Precisamos admitir, contudo, que mesmo cientes de que não investiriam tanto na evolução da relação de Manson com suas meninas (por mais da metade da temporada elas tem pouquíssimas cenas), os roteiristas se preocuparam com o mínimo de contextualização histórica. Além do núcleo formado por Emma e seus pais, a série também criou uma boa base de exploração dos conflitos raciais da época. Esse é um ponto importante, porque será o racismo patológico de Charlie a ser usado por ele como bode expiatório de suas decisões homicidas. A personagem Charmain (Claire Holt) também tem a interessante função de discutir as questões de reafirmação do gênero feminino dentro daquela sociedade machista. É dela - ao descrever um tiroteio para o chefe - uma das melhores sequências da série.

O problema é que Aquarius ensaia muito e se aprofunda pouco. Temos uma temporada irregular, com bons momentos apenas. Nenhum grande pecado dramatúrgico ou estilístico é cometido, mas estamos sempre com aquela sensação de algo mais poderia ter sido feito. A série acaba, então, sendo passível de comparação com outros produtos históricos ou fantásticos que não sustentam sua ideia por razões orçamentárias. Em Terra Nova as tramas se apegavam ao simplório porque não havia dinheiro para explorar o território como se devia. Em Drácula inventavam razões estapafúrdias para que o vampiro andasse a luz do sol porque provavelmente não poderiam gravar só a noite e fazer a história andar com essa limitação. Em Under the Dome inventaram um ilógico sistema ambiental e meteorológico que permitisse que a cidade sobrevivesse à redoma, quando de fato, no livro, toda a ação ocorre em apenas uma semana...

Enfim, em Aquarius se fala muito pouco em Manson e seus contatos no showbizz, porque o programa não tem condições de recriar a efervescente Los Angeles do final da década de 1960. Então, lá vai Sam investigar crimes aleatórios em ambientes fechados e lá vai Charlie permanecer 95% da temporada no mesmíssimo cenário da Casa Espiral. Não é decisão dramatúrgica, é efeito de uma mal disfarçada limitação.

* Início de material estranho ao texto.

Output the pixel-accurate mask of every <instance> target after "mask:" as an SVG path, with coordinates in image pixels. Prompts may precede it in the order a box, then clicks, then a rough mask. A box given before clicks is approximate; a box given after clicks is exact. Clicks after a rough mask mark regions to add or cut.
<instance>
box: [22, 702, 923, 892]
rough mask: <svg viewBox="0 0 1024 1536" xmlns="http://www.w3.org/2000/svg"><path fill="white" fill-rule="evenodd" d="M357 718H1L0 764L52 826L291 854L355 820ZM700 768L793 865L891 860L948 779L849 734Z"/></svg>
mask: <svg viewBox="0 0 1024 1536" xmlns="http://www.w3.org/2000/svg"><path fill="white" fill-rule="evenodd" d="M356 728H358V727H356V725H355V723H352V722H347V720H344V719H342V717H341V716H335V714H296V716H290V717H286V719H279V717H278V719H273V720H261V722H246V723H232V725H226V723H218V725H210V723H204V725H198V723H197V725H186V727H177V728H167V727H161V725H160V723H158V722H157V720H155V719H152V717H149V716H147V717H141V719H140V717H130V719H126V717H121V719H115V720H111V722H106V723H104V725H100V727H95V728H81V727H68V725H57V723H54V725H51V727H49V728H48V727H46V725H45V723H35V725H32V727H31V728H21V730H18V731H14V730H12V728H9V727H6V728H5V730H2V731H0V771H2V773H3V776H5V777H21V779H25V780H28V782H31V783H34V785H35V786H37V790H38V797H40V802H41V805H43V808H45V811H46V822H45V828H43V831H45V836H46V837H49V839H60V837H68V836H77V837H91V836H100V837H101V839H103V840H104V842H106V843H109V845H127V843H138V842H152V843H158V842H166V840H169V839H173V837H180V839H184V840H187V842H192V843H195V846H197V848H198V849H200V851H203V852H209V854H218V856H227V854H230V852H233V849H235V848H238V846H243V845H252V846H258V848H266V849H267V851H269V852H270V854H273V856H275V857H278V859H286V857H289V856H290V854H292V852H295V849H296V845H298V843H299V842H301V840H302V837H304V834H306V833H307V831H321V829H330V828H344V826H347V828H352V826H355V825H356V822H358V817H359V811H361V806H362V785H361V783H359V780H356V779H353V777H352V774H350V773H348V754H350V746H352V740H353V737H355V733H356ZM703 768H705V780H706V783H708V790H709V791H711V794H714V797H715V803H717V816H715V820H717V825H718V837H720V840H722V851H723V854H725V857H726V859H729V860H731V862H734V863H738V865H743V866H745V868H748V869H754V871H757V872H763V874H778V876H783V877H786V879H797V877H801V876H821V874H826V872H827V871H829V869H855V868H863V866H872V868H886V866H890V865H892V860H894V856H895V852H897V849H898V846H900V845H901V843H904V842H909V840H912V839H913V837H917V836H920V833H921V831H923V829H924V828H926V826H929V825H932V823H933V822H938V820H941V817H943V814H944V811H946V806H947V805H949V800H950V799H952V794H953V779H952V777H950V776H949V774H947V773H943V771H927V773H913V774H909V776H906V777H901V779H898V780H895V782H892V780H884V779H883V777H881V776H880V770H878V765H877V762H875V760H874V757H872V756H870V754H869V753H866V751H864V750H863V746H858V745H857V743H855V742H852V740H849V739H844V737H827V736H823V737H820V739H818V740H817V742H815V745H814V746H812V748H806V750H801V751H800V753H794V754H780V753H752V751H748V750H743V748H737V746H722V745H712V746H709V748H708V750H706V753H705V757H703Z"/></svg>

O caso mais grave é com relação às seguidoras do antagonista. Aquarius fez tanta publicidade sobre ser uma série que falaria de Manson e suas garotas que quando percebemos a inexpressividade delas, dá pra considerar abandonar o navio antes do naufrágio. Katie (Tara Lynne Bar) e Sadie (Ambyr Childers) são as mais recorrentes nos episódios e são dois nomes de grande peso nos crimes que acontecerão dali a dois anos. A frieza de Katie e a crueldade de Sadie são notórias em qualquer pesquisa sobre o Helter Skelter (como ficou conhecida a série de crimes após descobrir-se que Manson usava a canção homônima dos Beatles como inspiração para a tal guerra racial que ele queria iniciar ao tentar fazer os negros serem culpados pelos assassinatos). Porém, as duas são muito pouco exploradas, mesmo que tomadas de potencial (Sadie tem uma grande cena apenas no penúltimo episódio).

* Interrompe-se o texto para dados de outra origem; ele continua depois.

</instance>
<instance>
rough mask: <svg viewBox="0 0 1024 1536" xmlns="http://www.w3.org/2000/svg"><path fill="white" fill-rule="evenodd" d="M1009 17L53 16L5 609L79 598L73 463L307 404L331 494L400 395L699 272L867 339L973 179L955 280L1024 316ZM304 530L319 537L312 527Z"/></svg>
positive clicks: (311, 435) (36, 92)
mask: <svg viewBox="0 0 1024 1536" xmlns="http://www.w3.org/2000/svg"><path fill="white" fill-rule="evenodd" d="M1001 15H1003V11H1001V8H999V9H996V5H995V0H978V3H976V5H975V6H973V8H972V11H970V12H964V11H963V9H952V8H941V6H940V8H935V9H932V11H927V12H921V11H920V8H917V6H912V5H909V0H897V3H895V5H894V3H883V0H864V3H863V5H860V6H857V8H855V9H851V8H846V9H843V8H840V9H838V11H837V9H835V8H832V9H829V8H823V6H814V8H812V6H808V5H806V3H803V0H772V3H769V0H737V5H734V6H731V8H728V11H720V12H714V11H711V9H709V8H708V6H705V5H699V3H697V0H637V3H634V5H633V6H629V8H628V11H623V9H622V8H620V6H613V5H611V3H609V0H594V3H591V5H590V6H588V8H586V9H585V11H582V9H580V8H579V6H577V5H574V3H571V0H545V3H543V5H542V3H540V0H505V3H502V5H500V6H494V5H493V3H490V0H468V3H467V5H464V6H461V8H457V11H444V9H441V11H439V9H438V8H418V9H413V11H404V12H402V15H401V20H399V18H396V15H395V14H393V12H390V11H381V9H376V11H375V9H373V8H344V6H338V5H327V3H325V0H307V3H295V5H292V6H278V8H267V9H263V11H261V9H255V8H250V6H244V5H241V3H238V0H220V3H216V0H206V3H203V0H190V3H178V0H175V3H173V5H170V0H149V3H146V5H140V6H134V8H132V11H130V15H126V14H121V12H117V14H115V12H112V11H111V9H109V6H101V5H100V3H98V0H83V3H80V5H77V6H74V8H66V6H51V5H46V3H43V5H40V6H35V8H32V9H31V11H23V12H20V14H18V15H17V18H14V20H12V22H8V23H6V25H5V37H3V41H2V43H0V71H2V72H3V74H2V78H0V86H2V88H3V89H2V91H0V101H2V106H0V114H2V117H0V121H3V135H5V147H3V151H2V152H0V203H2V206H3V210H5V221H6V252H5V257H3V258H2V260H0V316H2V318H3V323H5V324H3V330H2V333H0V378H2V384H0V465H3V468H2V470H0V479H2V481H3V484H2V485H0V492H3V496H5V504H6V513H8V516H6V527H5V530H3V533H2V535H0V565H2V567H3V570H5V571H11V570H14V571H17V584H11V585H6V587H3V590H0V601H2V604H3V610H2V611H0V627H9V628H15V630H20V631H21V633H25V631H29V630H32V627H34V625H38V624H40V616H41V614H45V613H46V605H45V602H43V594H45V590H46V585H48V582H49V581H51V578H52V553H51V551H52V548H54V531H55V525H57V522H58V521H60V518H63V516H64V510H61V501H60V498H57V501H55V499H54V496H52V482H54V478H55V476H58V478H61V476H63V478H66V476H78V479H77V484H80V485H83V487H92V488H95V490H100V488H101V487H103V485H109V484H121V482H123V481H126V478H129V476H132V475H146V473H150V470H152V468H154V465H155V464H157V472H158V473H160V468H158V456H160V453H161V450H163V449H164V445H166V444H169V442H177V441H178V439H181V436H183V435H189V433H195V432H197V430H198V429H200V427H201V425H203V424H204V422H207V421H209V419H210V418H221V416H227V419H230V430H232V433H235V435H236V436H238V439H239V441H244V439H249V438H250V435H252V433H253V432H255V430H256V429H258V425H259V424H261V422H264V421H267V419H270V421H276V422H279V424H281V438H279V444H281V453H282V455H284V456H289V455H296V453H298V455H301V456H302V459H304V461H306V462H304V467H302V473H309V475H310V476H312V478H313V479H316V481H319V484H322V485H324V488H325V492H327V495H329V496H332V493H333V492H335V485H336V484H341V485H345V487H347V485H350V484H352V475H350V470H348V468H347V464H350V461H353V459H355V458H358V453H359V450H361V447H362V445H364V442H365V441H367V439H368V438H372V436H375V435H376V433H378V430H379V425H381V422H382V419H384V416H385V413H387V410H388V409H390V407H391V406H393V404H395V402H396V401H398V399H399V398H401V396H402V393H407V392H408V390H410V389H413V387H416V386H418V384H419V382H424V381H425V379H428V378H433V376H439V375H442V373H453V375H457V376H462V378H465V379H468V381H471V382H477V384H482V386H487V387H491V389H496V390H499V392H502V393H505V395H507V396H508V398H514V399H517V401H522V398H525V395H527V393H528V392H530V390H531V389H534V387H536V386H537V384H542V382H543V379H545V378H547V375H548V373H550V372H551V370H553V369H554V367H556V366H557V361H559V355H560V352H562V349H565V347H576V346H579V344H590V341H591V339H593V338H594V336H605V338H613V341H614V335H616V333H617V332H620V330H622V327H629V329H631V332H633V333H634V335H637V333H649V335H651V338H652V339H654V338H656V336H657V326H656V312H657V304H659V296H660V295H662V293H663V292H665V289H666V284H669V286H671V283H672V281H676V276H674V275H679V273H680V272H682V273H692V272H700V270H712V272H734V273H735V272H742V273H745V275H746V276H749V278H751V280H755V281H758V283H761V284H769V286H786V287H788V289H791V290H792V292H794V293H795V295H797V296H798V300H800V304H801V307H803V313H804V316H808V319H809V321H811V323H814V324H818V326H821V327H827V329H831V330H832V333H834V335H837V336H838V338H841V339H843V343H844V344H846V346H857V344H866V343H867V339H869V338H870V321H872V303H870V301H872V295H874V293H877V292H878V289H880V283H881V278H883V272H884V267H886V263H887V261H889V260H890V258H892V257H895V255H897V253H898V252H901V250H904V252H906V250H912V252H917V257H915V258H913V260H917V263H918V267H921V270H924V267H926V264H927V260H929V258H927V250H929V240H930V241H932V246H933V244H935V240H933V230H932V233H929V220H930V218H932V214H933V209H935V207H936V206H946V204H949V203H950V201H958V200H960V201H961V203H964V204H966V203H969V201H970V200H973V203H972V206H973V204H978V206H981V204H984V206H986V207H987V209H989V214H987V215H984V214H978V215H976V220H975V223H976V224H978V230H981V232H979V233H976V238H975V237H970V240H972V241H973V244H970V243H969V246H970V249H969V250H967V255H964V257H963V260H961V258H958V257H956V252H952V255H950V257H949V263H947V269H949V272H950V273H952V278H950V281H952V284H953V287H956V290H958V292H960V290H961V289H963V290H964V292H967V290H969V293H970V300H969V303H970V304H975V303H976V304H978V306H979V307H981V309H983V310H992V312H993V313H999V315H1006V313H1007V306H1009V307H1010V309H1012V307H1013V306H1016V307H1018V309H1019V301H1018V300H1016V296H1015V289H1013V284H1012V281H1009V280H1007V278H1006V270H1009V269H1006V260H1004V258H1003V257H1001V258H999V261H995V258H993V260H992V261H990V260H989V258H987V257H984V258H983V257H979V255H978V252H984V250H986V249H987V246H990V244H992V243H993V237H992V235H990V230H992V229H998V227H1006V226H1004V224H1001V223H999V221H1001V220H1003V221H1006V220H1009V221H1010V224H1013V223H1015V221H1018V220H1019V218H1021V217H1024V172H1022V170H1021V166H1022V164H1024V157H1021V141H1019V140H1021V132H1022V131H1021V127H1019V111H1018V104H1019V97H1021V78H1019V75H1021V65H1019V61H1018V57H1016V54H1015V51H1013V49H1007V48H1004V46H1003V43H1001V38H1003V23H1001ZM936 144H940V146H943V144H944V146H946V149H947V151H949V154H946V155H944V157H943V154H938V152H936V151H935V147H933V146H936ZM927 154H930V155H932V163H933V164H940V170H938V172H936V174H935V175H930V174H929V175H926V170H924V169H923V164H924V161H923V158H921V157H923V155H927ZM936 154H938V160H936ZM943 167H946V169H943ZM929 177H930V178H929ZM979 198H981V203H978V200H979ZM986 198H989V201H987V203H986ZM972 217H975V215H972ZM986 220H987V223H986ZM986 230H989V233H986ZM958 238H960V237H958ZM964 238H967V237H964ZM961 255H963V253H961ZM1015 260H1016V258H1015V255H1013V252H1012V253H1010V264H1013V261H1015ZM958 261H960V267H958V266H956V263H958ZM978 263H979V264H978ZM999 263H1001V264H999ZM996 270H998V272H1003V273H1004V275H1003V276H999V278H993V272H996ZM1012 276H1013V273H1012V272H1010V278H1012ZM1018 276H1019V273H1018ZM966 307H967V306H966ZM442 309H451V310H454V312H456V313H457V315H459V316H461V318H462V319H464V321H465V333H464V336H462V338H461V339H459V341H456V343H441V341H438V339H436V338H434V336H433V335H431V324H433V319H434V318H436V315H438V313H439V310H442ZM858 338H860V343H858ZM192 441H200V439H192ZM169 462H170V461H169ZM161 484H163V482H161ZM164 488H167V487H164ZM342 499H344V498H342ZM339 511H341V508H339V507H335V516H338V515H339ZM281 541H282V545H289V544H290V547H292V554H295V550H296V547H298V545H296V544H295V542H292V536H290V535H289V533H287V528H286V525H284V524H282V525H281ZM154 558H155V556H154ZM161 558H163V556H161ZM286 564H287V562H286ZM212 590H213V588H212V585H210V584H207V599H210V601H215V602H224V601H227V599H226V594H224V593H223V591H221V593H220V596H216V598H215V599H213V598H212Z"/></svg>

Em alguns pontos podemos sentir o verdadeiro flerte do programa com a sensação de torpor vivida naquele momento histórico da cidade. Em algumas cenas vemos as garotas de Manson olharem o mundo com aquele olhar louco. Em alguns momentos a violência latente surge e faz a série crescer. Aquarius se esforça... Usa títulos das canções de Manson como títulos dos episódios, apresenta uma trilha sonora bem pesquisada e busca ousadia nos ângulos de cena que reforcem o estado dopado constante em que viviam os membros "da família". Mas, ao mesmo tempo, não se preocupa em preparar as convergências: Manson em busca da fama, usando as garotas para isso, guerra racial, xenofobia, amor livre contrastando com pouco amor ao direito do próximo de estar vivo. Naquela noite, quando Sadie, Katie e Tex mataram Sharon Tate e seus amigos, eles diziam que matar era o maior ato de amor de um ser humano para com o outro... É essa loucura que precisamos ver em Aquarius. É a forma como uma ideia imbecil como essa vira uma lei entre os seguidores de um homem que prega o amor enquanto planeja o extermínio.